Tuesday, November 8, 2011

Cross Country

Racing cross country for eight years has given me so much, taught me so much.  Ultimately, the sport introduced me to the woods, which has changed my life.  The history, landscapes, and meandering trails of the state of Florida will be always play an important part in my life.  It has influenced my art and career choices.  Cross country taught me to appreciate small victories and not let the bad moments get me down.  Some days I am so happy to be moving and running.  I remember just a few months ago when each step was a milestone.  The sport has also introduced me to the greatest people that I know.  It showed me how much I enjoy the act of running, moving through space at my own will, challenging myself, and discovering the fragility of limitations.  This year, I have experienced the challenges of racing.  I have also experienced the fun in racing for the first time.

I love to run fast.  I love to run far.  I love the days when I can feel every ache in my legs and the days when the motions are effortless.  I love to train and log the miles, but in previous years, I did not look forward to racing.  This season, I have had some of the worst races of my life.  Part of the process was overcoming the mental aspect of being injured for an extended period of time.  I also had to get back into shape-  running fast shape.  Then, I also had to learn how to race and transfer all of the daily work to the race course.  That was the most difficult part for me.  It sounds simple, but I had never really been coached on racing.  It took some time and persistent coaching, but in the end, I discovered how I need to race in order to be successful.






In the last meet of the season, I finally was successful.  It was a beautiful, cool morning.  The course was perfect for my hip (fast compact gravel and dirt- not Florida sand), and the trails wandered through a wooded park and past a lake.  The morning was beautiful and I was determined to have no regrets.  When I crossed the line, I had run my first true cross country PR in four years in the 6k.  In the race, I ran the fastest cross country 5k that I have run since high school.  I felt like a runner.
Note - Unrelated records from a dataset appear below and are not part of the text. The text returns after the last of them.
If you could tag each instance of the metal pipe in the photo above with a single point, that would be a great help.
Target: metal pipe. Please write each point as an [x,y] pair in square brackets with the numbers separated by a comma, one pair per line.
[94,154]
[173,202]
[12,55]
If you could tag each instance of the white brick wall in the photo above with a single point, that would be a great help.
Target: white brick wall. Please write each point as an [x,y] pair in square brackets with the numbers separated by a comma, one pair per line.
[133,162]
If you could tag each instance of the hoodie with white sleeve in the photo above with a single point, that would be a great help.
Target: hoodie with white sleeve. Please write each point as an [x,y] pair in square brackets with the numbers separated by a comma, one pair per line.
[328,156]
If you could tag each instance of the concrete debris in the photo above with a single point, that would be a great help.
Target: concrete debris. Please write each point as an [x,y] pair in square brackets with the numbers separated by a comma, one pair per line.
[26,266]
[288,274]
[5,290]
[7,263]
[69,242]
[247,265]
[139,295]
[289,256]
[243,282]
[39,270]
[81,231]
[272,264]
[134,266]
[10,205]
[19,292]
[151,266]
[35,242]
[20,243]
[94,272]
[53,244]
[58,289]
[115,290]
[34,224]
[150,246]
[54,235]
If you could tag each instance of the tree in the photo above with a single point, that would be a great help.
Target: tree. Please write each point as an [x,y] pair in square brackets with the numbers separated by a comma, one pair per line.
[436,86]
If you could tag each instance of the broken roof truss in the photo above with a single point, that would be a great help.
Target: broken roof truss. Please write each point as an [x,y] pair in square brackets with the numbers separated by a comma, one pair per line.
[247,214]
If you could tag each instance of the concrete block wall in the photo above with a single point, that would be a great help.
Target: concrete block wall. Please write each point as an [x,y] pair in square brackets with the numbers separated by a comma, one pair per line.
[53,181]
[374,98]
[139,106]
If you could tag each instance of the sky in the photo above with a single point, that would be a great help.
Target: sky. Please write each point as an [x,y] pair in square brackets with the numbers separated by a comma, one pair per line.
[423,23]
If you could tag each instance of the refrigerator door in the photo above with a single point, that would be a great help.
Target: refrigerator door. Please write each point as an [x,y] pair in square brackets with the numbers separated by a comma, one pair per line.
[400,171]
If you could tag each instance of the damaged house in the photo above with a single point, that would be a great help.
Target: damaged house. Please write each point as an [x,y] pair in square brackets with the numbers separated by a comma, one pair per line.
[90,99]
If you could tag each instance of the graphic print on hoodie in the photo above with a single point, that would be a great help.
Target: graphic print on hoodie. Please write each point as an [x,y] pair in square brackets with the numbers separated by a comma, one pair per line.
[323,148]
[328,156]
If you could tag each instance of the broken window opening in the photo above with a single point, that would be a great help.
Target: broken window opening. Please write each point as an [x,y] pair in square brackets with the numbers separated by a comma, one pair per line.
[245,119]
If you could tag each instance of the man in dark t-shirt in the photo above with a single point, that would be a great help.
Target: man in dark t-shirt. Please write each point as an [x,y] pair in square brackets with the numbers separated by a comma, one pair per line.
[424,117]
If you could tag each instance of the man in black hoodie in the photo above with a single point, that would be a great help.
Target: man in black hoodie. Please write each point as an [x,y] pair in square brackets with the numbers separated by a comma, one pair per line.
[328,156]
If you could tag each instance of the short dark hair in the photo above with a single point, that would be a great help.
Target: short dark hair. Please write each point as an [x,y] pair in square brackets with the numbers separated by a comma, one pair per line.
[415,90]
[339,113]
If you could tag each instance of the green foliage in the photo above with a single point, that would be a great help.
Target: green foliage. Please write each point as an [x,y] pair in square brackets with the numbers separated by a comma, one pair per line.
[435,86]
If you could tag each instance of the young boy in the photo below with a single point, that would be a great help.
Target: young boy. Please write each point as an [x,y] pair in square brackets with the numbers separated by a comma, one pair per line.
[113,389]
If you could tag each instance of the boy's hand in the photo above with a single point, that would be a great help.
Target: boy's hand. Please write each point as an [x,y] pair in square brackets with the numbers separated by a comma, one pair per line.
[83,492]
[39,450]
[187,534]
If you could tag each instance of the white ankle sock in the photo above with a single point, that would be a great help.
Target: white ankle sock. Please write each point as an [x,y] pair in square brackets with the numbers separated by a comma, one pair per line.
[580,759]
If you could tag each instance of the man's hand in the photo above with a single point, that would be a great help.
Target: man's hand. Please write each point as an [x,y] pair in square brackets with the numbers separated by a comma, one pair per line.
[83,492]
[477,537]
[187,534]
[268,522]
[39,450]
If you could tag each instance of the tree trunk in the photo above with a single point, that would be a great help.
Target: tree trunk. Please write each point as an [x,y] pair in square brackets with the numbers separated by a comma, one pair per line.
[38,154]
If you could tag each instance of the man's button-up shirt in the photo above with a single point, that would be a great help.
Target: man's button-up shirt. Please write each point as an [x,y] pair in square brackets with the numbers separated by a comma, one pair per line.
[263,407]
I felt like I was racing.  I felt like myself.

The best news is that I am not done with collegiate racing because the cross country season has ended.  For the first time in my school's history, the team is training for a track season.  I cannot wait. I'm ready to race, truly race.  No regrets.

1 comment:

  1. Great Post. You have certainly learned a lot and been positively influenced by running. I like " appreciate small victories and not let bad moments get me down" Excellent.